With the introduction of database appliances, Oracle is not only giving database administrators (DBA) more control over the virtual and physical IT environment, the number of databases that a single DBA can manage is increasing dramatically.
Oracle today launched Oracle Database Appliance X3-2, which increases overall database performance by a factor of two by adding the latest Intel Xeon processors, over twice as much on-board memory, three times as much Flash memory and four times as much storage capacity.
According to Sohan DeMel, Oracle vice president, product strategy and business development, Oracle has yet to commission a study concerning the number of databases that a single DBA can now manage. But the company is seeing customers manage as many as 36 database appliances using a single DBA.

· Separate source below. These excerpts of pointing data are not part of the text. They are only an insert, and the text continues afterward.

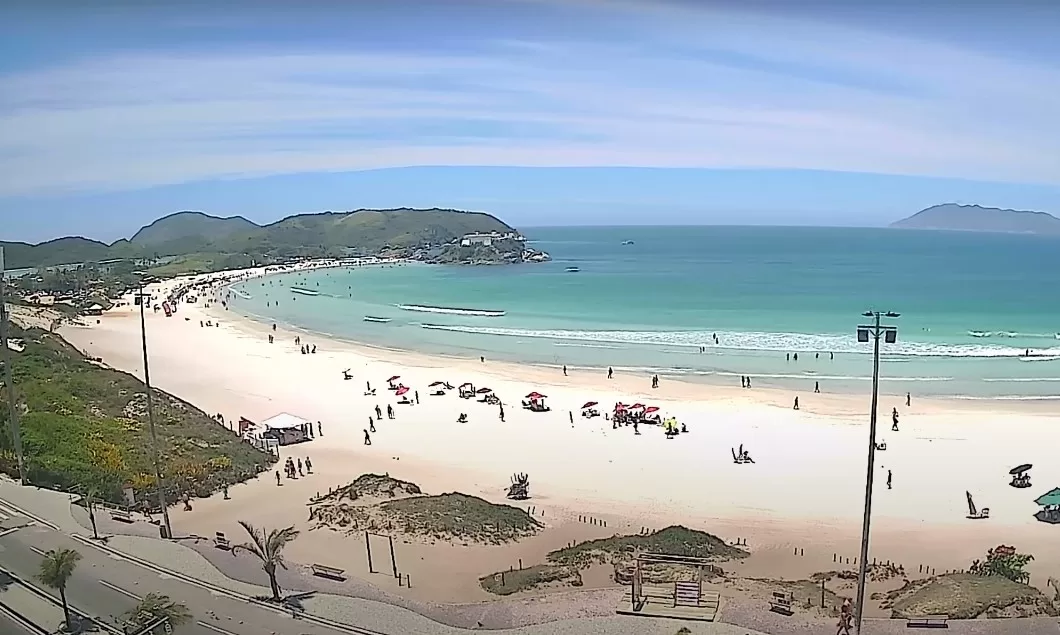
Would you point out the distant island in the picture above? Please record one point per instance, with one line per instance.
(205, 243)
(973, 217)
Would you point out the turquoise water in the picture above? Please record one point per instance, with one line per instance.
(971, 304)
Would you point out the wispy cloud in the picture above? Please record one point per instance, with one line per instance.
(647, 85)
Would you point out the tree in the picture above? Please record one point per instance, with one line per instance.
(154, 606)
(55, 570)
(268, 549)
(1005, 562)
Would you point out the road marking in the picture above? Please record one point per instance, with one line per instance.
(121, 591)
(213, 628)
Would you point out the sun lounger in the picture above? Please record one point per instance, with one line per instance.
(781, 602)
(330, 572)
(928, 621)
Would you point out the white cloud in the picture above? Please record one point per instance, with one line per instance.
(661, 86)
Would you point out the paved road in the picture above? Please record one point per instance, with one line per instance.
(106, 586)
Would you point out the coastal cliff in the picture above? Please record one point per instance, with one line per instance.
(973, 217)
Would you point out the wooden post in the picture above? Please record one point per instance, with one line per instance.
(368, 547)
(393, 559)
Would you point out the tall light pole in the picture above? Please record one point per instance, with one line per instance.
(16, 434)
(151, 412)
(889, 335)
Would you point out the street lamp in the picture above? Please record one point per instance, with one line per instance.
(889, 335)
(151, 409)
(16, 434)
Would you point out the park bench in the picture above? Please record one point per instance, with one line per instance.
(686, 594)
(928, 621)
(121, 514)
(221, 542)
(781, 602)
(327, 571)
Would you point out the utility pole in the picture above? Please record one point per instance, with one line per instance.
(151, 417)
(889, 334)
(16, 434)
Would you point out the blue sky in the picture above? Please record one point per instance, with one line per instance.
(542, 111)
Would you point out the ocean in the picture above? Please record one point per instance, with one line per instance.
(979, 313)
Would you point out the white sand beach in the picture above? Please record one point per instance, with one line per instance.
(804, 491)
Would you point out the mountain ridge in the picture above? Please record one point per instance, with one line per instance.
(975, 217)
(317, 234)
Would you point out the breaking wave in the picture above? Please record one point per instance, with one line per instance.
(781, 342)
(452, 311)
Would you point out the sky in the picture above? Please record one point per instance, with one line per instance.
(541, 111)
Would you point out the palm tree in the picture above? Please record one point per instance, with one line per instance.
(55, 570)
(154, 606)
(268, 549)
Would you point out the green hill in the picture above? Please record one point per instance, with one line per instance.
(209, 240)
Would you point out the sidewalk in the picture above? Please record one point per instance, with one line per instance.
(32, 606)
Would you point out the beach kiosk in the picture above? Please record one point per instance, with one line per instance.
(1050, 507)
(286, 428)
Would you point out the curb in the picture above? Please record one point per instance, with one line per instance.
(352, 630)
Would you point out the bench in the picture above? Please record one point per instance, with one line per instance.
(928, 621)
(686, 594)
(781, 602)
(221, 542)
(122, 514)
(327, 571)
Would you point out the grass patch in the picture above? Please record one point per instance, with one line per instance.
(673, 541)
(506, 583)
(85, 427)
(967, 596)
(443, 517)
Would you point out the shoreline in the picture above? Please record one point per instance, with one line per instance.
(805, 491)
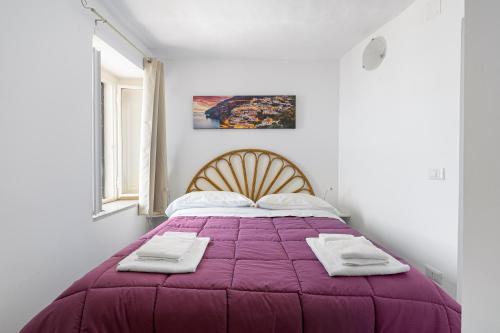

DeMel says that combination of advance deployment templates that give DBAs more control over the IT environment means that DBAs have never been more empowered because the templates automate much of the management of parallelism across the IT environment. In addition, the patch management process across both hardware and software is automated, says DeMel.
With this new version of the Oracle database appliance, Oracle is also adding support for OracleVM, which gives DBAs a virtual machine platform that allows them to pin a specific database to a specific set of infrastructure resources.
In some respects, DeMel says appliances represent the second coming of highly integrated midrange systems such as the IBM AS/400. Midmarket IT organizations have huge demand for compute capacity; they just lack the ability to hire specialists to run storage and networking alongside a database.
The degree to which the appliance phenomenon will take hold in the midmarket remains to be seen. But what is for certain is that across the IT spectrum generalists are being asked to do more not necessarily with less, but rather with more integrated IT platforms.